Viele der Arbeiten aus den Spar­ten Fotografie, Malerei, Street­art, Video, Grafik und Ins­tallation / Skulptur werden schutzlos im öffentlichen Raum aus­gestellt. Andere Arbeiten zeigt der Kunstverein, der sich vor annähernd zwei Jahren unter an­derem aus Kunsthistorikern, Medienwissenschaftlern, Künstlern und Journalisten konstituierte, in ei­nem Friseur-Salon, still gelegten Geschäftsräumen, Off-Spaces wie der Fotopension oder im Schuhgeschäft.

Einige Künstler hatten konkrete Wünsche geäußert. »Die Vermittlerrolle übernehmen wir also nicht nur zwischen Kunst und Betrachter, sondern auch zwischen Gastgeber bzw. Kurato­ren und den Künstlern«, erzählt die Journalistin und Bildredak­teurin Erkens. »Das ist oft zu einem Selbstläufer geworden.« Das Bauturm-Café etwa suchte schon länger nach einer Möglichkeit, die bekannte Blaulicht-Toilette einmal in einem neuem Zusammenhang künstlerisch zu bespielen. Die Räume im Keller werden nun von Marc Dittrich ge­staltet, bekannt geworden durch seine Hochhaus-Illusionen, die er auf Stromkästen und Treppenabsätzen insezenierte. »Die Kunst kommt so mitten in der Gesellschaft vor, nicht als Abweichung«, erklärt Tonoian. Was der junge Kunstverein nicht will, ist, Kunst heterotopisch zu präsentieren, also in reglementierten, institutionalisierten Kontexten, in denen der Kunst eine starre gesellschaftliche Funktion zugeschrieben wird.

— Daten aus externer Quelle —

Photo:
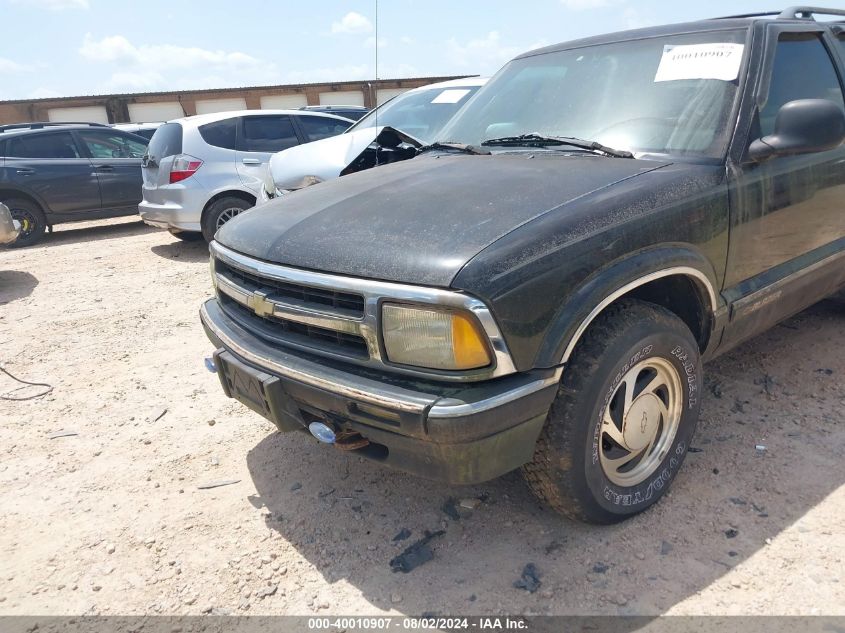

Warum braucht Köln so ein Festival? »Wir hatten es satt, die­ses Gejammer über Köln als Kunst­standort und vergangene Zeiten zu hören«, so Erkens. »Artrmx« soll das Potenzial Kölns gleichermaßen beweisen wie ausbauen. Be­züge zur Vergangenheit Kölns als Kunststadt sind gewollt, so kam auch das der Musik entlehnte »rmx« im Festival-Namen zustan­de. Doch stehen bleiben soll die Idee nicht, die Organi­satoren blicken optimistisch in ­die Zukunft.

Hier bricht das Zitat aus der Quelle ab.